Towers Watson Study Shows Global Pension Fund Assets Hit Record High in 2010

According to the latest research by consultant firm Towers Watson, US pension fund assets reached $15.3 trillion in 2010, up 11% from 2009, with global institutional pension fund assets hitting $26 trillion.

(February 7, 2011) — Research by Towers Watson has shown that global institutional pension fund assets in the 13 major markets increased by 12% during 2010 to reach a new high of $26 trillion.

The growth, according to the consultancy, reflects the continuation in the uptick in global pension fund assets which started in 2009 when assets grew 17%, following a severe drop the previous year when assets plummeted to 2006 levels.

“The global financial crisis is still with us and the ongoing aftershocks are a continual reminder that the nascent economic recovery is still very tenuous. While nervousness about the volatility of markets and extreme events is just below the surface, there is broad acceptance that this is the new normal and that investors will need investment strategies that are more flexible and adaptable than they have been in the past,” Carl Hess, global head of investment at Towers Watson, said in the report. “So while the recovery of the markets is to be welcomed, it should not distract from the major issues confronting the industry and the weaknesses in the system which governments and companies must face up to.”

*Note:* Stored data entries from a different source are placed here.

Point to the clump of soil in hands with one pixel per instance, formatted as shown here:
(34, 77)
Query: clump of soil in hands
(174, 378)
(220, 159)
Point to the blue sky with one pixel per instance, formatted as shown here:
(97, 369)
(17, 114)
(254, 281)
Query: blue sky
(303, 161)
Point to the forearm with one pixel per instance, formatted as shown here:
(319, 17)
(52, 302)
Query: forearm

Towers Watson global head of investment content Roger Urwin added “Notwithstanding the recovery in markets, asset allocation remains challenging as companies and trustees balance such priorities as long-term de-risking, short-term market opportunities, rebalancing or maintaining a strategic asset allocation mix. “These are complex decisions made more difficult in the context of highly changeable market conditions.”

According to the study by Towers Watson, pension assets now amount to 76% of the global GDP, substantially higher than the equivalent figure of 61% in 2008.

From a geographical perspective, the study also highlighted that on a relative basis, the UK has the highest exposure to equity of the seven largest markets, with Japan having the highest exposure to bonds. The Netherlands now has the largest proportion of pension assets to GDP (134%), followed by Switzerland (126%), US (104%), Australia (103%)and the UK (101%). In the past ten years, Canada, Ireland and France have seen the greatest fall in the ratio of pension assets to GDP of -19%, -3% and -1% respectively.

Additionally, the research found that the fastest growing pension market is Brazil, which has a ten-year compound annual growth rate in local currency of 15%. South Africa has grown at 13%, Hong Kong at 11% and Australia at 10%.